There are several limitations to this retrospective study. Some of the co-authors who designed the TTM-trial also participated in the ERC/ESICM recommendations for prognostication after cardiac arrest, creating a risk for inherent bias. Clinical neurological examinations in the TTM-trial were performed according to local routines. We acknowledge that an increased focus on neurological examination techniques might have improved prognostic performance, since imprecise testing may be common [32]. Neuroimaging and SSEP was often performed on clinical indication in patients with presumed poor neurological prognosis likely leading to selection bias. We included the first reported CT-examination despite guidelines only recommending CT ≤ 24 h post-arrest. A stricter application of the 24-h time limit would presumably have reduced overall sensitivity of the algorithm. However, recent studies indicate improved performance of brain CT after 24 h [21, 33, 34]. NSE cut-off values were defined from the same TTM-study cohort [7]. Despite NSE being analysed after trial completion, its prognostic performance may still be indirectly affected by WLST based on other predictors. For statistical reasons, we excluded the 24-h delay between Steps 2 and 3 and only included each prognostic method once in our analyses, which is an approximation of clinical practice where patients are continuously re-examined. In the future, quantitative methods such as pupillometry [35, 36], standardized evaluation of neuroimaging and electrophysiology or novel serum biomarkers [37, 38] might prove themselves valuable additions to the current algorithm.
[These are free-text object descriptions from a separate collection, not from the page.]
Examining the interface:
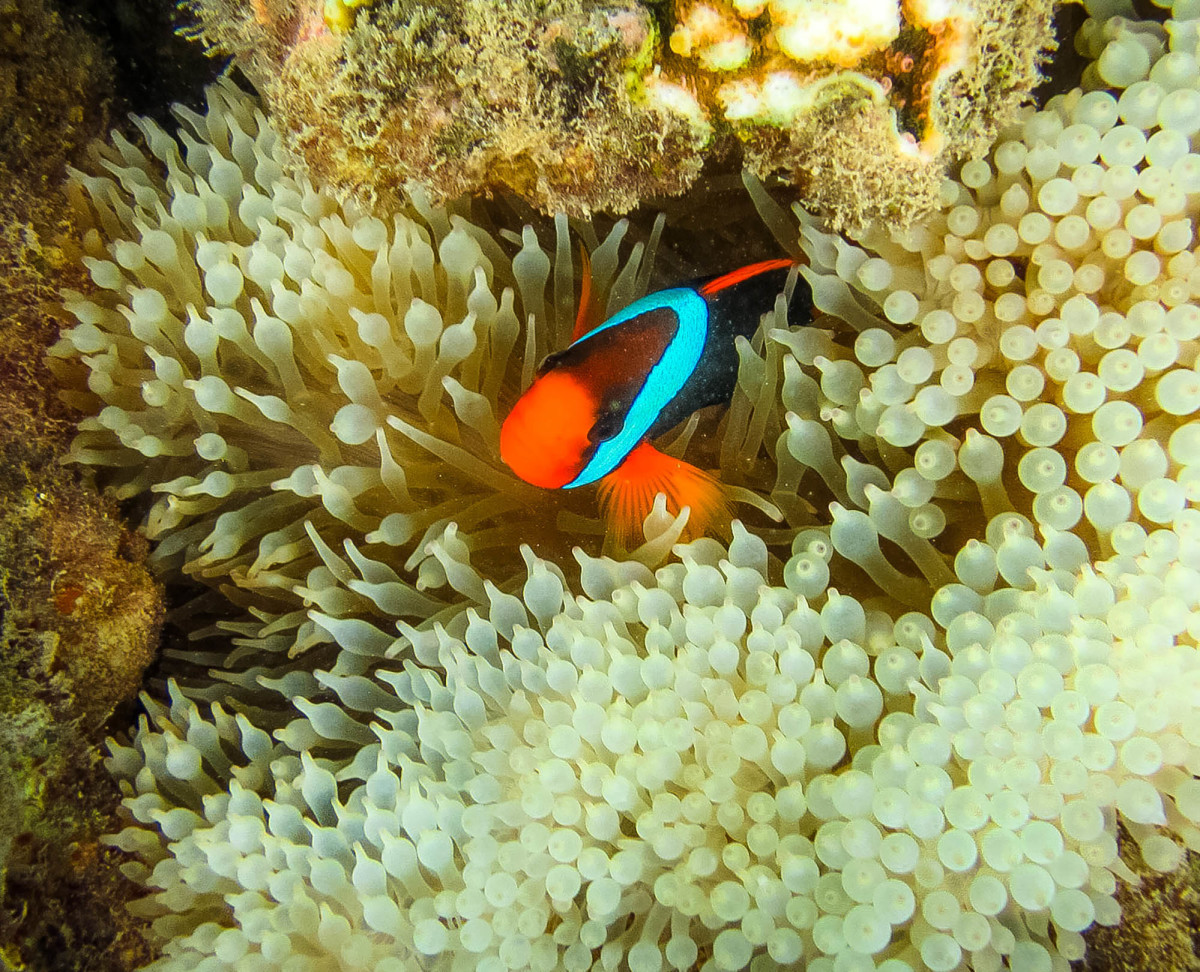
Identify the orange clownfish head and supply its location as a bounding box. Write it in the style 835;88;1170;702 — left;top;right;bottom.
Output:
499;288;693;492
499;369;603;489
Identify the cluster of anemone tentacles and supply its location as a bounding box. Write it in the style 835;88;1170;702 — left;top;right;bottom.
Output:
57;1;1200;970
53;78;706;677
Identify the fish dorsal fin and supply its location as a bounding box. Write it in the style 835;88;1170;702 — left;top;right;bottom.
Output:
698;257;794;297
572;242;599;343
596;441;730;547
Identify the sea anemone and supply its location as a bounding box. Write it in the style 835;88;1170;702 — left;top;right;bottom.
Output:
106;521;1199;971
56;0;1200;968
51;78;737;678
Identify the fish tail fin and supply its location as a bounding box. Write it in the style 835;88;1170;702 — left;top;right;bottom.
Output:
597;441;729;547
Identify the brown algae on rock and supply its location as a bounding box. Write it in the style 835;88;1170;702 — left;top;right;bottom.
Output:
181;0;712;215
0;0;114;189
0;458;163;970
0;3;165;969
1083;829;1200;972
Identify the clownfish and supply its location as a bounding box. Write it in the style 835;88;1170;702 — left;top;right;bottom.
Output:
500;255;813;543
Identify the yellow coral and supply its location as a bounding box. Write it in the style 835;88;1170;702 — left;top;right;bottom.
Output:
322;0;372;32
771;0;901;68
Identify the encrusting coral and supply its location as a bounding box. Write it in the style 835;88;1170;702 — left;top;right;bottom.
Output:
54;0;1200;969
669;0;1057;230
177;0;1056;228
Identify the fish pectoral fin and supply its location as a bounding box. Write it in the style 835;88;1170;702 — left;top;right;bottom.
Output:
596;441;729;547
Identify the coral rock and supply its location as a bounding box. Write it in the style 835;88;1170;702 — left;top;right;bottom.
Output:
182;0;711;215
178;0;1056;226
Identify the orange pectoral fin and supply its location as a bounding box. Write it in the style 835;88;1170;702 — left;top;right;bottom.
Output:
596;441;730;547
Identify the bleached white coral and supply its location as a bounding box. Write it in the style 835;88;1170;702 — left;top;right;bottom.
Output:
771;0;901;68
670;3;753;71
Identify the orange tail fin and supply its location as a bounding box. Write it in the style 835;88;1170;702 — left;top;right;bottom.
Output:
597;442;730;547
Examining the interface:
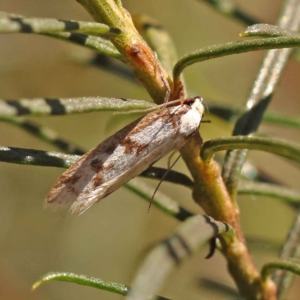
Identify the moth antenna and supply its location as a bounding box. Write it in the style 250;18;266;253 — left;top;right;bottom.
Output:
201;120;211;123
113;106;159;115
203;102;209;113
113;98;185;116
148;154;182;213
167;150;177;169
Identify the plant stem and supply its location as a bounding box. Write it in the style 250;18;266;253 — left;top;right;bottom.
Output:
132;15;180;80
179;136;275;300
77;0;171;103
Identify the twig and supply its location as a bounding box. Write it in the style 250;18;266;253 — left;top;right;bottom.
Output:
77;0;171;103
133;14;180;80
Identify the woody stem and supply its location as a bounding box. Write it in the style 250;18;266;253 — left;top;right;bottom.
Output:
180;136;276;300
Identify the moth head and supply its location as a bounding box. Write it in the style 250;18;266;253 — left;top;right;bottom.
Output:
191;97;205;117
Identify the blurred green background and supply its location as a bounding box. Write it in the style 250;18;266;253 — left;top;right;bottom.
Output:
0;0;300;299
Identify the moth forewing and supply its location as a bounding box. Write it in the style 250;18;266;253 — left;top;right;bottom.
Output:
45;97;205;215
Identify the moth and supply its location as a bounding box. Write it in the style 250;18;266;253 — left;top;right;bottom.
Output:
45;97;205;215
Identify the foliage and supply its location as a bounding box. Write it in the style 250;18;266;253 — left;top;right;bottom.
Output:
1;1;300;299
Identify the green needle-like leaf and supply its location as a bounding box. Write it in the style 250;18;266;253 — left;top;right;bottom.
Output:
0;11;122;60
201;136;300;164
32;272;128;295
0;16;121;36
209;104;300;129
198;0;260;25
261;258;300;281
0;146;79;168
127;178;194;221
173;36;300;94
0;97;155;117
127;215;232;300
238;181;300;205
240;24;298;38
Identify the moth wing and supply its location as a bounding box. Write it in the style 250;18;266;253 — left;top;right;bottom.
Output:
45;101;204;215
45;119;139;214
69;176;124;215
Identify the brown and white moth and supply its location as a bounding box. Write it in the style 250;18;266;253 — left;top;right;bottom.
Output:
45;97;205;215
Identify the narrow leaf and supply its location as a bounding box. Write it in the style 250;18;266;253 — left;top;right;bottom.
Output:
261;258;300;281
32;272;128;295
221;0;300;199
1;118;86;155
173;36;300;93
238;181;300;205
127;178;194;221
32;272;171;299
0;146;79;168
0;16;121;36
209;104;300;129
127;215;232;300
0;11;122;60
272;212;300;299
201;136;300;164
240;24;297;38
0;97;155;117
198;0;260;25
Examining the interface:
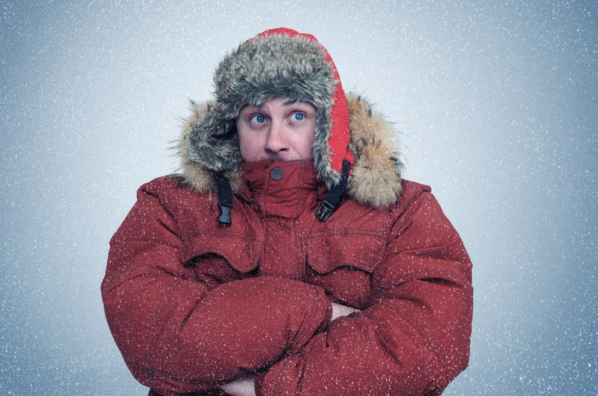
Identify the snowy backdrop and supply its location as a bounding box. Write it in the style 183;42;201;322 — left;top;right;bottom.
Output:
1;0;597;394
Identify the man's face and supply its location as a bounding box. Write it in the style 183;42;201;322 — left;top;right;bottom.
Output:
236;97;316;162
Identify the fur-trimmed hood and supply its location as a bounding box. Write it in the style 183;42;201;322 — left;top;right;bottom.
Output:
178;92;403;208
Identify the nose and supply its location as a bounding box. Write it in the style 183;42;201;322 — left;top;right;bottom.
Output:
264;119;289;158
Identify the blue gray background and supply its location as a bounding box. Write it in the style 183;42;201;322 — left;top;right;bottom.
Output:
1;1;597;394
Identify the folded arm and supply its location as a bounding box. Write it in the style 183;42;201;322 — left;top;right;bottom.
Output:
219;302;360;396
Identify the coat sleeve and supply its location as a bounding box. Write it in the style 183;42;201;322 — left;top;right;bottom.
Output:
101;179;332;395
255;190;474;396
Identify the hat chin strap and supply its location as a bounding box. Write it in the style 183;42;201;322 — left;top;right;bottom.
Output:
316;160;351;222
214;172;233;225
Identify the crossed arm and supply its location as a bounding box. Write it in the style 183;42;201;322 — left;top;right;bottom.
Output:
221;302;360;396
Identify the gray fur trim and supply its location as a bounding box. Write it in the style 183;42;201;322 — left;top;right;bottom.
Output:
186;102;240;173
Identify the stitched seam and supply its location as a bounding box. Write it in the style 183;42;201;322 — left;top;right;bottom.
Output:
386;269;469;288
308;229;386;238
187;230;251;239
307;239;386;273
390;234;460;257
183;237;258;270
111;239;180;250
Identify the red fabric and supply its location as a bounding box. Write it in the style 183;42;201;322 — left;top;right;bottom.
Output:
256;28;355;174
102;160;473;395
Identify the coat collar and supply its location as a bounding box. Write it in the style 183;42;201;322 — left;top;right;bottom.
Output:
240;160;319;219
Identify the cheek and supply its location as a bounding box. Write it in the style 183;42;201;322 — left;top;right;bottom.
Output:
297;133;315;160
237;126;250;159
238;130;263;161
236;121;248;157
238;135;253;159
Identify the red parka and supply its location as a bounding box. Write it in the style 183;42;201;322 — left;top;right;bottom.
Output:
102;92;473;396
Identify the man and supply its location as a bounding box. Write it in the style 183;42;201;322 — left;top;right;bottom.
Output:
101;28;473;396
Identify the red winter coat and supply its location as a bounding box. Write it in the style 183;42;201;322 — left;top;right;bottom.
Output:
101;95;473;396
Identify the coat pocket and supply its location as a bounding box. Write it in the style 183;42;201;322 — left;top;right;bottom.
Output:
306;231;387;274
181;231;262;273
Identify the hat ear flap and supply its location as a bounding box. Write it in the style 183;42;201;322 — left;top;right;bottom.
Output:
186;104;241;173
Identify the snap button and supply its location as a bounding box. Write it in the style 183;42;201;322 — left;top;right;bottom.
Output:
271;167;284;180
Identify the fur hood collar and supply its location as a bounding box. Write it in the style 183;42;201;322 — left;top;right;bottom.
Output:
177;93;403;209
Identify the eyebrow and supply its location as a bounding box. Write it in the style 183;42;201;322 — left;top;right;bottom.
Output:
241;100;313;112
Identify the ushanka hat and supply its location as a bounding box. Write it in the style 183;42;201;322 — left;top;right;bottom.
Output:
185;27;355;223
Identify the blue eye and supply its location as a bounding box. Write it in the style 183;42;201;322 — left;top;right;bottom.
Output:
293;113;305;121
252;115;266;123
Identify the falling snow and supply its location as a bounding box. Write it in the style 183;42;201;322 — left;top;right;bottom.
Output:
1;0;597;394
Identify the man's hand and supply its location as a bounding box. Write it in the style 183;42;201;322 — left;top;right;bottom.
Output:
218;304;358;395
331;302;360;322
220;376;256;396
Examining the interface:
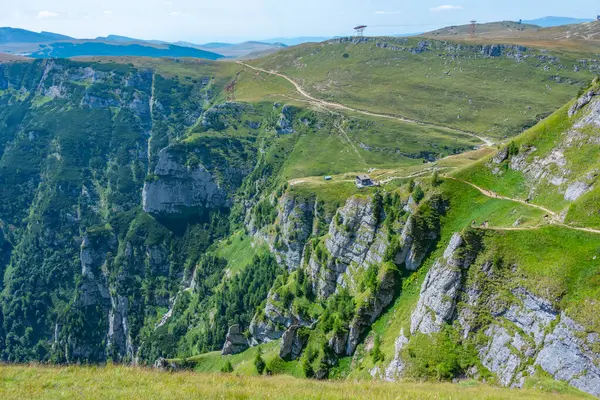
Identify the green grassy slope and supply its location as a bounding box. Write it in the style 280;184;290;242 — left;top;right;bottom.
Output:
0;364;590;400
453;79;600;228
251;37;597;137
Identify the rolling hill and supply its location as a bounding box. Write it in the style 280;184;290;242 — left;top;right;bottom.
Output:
0;27;73;44
0;27;287;59
523;16;595;27
422;20;600;51
249;35;599;137
424;21;540;38
28;42;224;60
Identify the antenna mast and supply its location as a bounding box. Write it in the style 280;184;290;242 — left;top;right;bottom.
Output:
225;71;242;101
469;20;477;37
354;25;367;37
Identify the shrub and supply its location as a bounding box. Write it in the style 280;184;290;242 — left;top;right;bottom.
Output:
371;334;384;363
220;360;233;373
403;327;477;381
431;170;442;187
413;185;425;203
254;347;266;375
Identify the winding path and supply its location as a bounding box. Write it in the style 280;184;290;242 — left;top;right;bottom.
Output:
237;62;494;146
447;177;600;235
238;63;600;236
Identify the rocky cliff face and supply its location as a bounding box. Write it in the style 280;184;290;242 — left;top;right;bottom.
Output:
143;147;228;216
309;196;390;299
0;59;221;363
488;86;600;206
248;191;443;363
255;192;315;271
386;230;600;397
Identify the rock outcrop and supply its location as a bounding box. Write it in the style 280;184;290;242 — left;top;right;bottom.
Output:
385;329;409;381
221;325;249;355
535;314;600;395
410;233;473;335
386;229;600;397
143;147;228;216
259;192;315;271
309;196;393;299
276;105;296;134
489;88;600;205
279;325;308;360
107;295;134;360
249;290;315;344
345;266;398;355
76;233;115;308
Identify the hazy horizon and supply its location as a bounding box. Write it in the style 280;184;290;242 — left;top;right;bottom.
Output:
1;1;598;43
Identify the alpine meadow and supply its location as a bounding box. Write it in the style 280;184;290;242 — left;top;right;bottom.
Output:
1;5;600;399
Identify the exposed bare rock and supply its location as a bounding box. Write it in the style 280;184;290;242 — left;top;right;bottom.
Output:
478;289;557;386
410;233;472;335
142;147;228;215
564;181;591;201
345;266;398;355
329;330;349;356
76;233;115;308
277;105;296;134
492;146;509;164
385;329;409;381
280;325;308;360
569;89;597;117
221;324;249;355
107;295;134;361
535;314;600;396
263;192;315;271
249;290;315;344
309;196;393;298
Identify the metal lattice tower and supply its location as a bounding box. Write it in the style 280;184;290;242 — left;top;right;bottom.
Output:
224;81;236;101
354;25;367;37
224;71;242;101
470;20;477;37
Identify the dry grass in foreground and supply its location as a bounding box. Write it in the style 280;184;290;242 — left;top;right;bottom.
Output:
0;364;591;400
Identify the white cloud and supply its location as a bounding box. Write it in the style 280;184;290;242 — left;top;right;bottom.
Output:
36;11;59;19
430;5;463;12
164;1;173;4
375;11;402;15
103;10;113;15
170;11;184;16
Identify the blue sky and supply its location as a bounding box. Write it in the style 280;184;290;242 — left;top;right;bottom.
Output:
1;0;598;43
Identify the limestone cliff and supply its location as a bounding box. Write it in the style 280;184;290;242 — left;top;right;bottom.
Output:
386;230;600;397
143;147;228;216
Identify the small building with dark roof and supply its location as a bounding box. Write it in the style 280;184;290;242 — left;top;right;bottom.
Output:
356;174;374;188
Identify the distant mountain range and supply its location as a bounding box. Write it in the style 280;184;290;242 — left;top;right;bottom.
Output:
1;16;597;60
260;37;332;46
0;27;286;59
522;16;595;27
0;27;73;43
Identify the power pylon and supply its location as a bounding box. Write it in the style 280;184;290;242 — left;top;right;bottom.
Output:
470;20;477;37
354;25;367;37
224;71;242;101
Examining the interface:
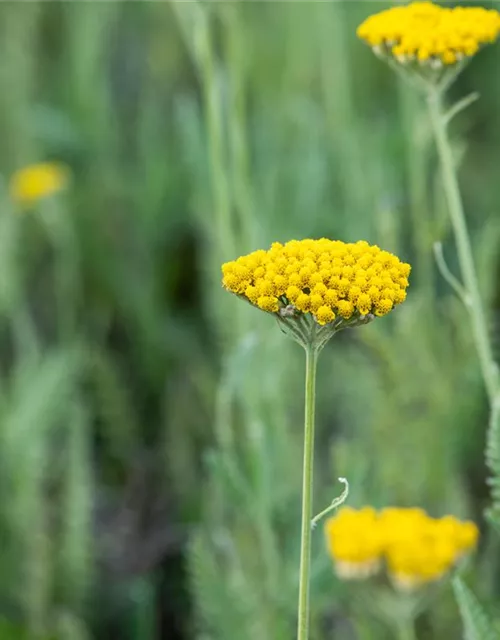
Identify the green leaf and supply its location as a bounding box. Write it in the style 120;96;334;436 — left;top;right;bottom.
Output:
452;577;497;640
485;398;500;531
188;530;252;640
58;401;94;611
0;617;28;640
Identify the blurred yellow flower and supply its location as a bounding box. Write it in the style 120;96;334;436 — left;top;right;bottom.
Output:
325;506;479;590
221;239;410;327
324;507;384;580
9;162;70;207
357;2;500;68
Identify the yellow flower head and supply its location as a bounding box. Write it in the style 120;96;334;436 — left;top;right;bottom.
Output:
382;510;479;591
357;2;500;76
325;506;479;590
324;507;384;580
9;162;70;207
222;239;410;329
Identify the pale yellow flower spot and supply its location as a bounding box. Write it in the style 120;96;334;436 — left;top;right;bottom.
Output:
10;162;70;207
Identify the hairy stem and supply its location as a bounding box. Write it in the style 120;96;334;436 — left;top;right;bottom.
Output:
297;344;318;640
426;89;498;404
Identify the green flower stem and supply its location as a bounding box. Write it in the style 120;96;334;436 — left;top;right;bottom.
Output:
297;343;319;640
396;620;417;640
426;89;498;405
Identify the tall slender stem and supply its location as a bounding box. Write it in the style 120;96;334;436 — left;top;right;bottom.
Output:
426;89;498;404
297;344;318;640
396;619;417;640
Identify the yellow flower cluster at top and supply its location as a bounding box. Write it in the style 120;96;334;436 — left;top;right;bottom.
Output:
325;506;478;591
357;2;500;66
222;239;410;326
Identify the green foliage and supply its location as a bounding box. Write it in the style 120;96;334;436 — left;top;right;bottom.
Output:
452;577;497;640
0;0;499;638
485;398;500;530
188;531;257;640
176;1;499;638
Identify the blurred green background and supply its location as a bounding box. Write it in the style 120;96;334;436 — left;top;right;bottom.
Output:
0;1;499;638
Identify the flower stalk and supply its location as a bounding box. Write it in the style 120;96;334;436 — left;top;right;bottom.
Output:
296;342;318;640
396;619;417;640
426;87;499;405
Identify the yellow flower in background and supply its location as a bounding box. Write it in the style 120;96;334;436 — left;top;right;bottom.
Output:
222;239;410;328
357;2;500;69
9;162;70;207
380;509;476;591
324;507;384;580
325;506;479;590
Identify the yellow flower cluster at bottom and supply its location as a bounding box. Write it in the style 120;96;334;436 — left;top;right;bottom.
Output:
325;506;478;591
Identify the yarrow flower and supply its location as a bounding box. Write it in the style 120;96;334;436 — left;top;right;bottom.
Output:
222;239;410;347
222;241;410;637
9;162;70;207
357;2;500;88
324;507;384;580
325;506;479;591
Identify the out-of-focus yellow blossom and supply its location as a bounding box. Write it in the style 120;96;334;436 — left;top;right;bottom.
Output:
9;162;70;207
325;506;479;590
324;507;384;580
357;2;500;67
379;508;478;591
221;239;410;326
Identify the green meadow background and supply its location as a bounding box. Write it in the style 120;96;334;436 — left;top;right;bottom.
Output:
0;1;499;638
In this cohort the ERC/ESICM algorithm and exploratory variations thereof predicted poor outcome without false positive predictions. The ERC/ESICM algorithm identified 38.7% of poor outcome patients, and patients not identified often had a non-neurological presumed cause of death. Our results should be validated in patients where withdrawal of life-sustaining therapy is uncommon to reduce the risk of self-fulfilling prophecies.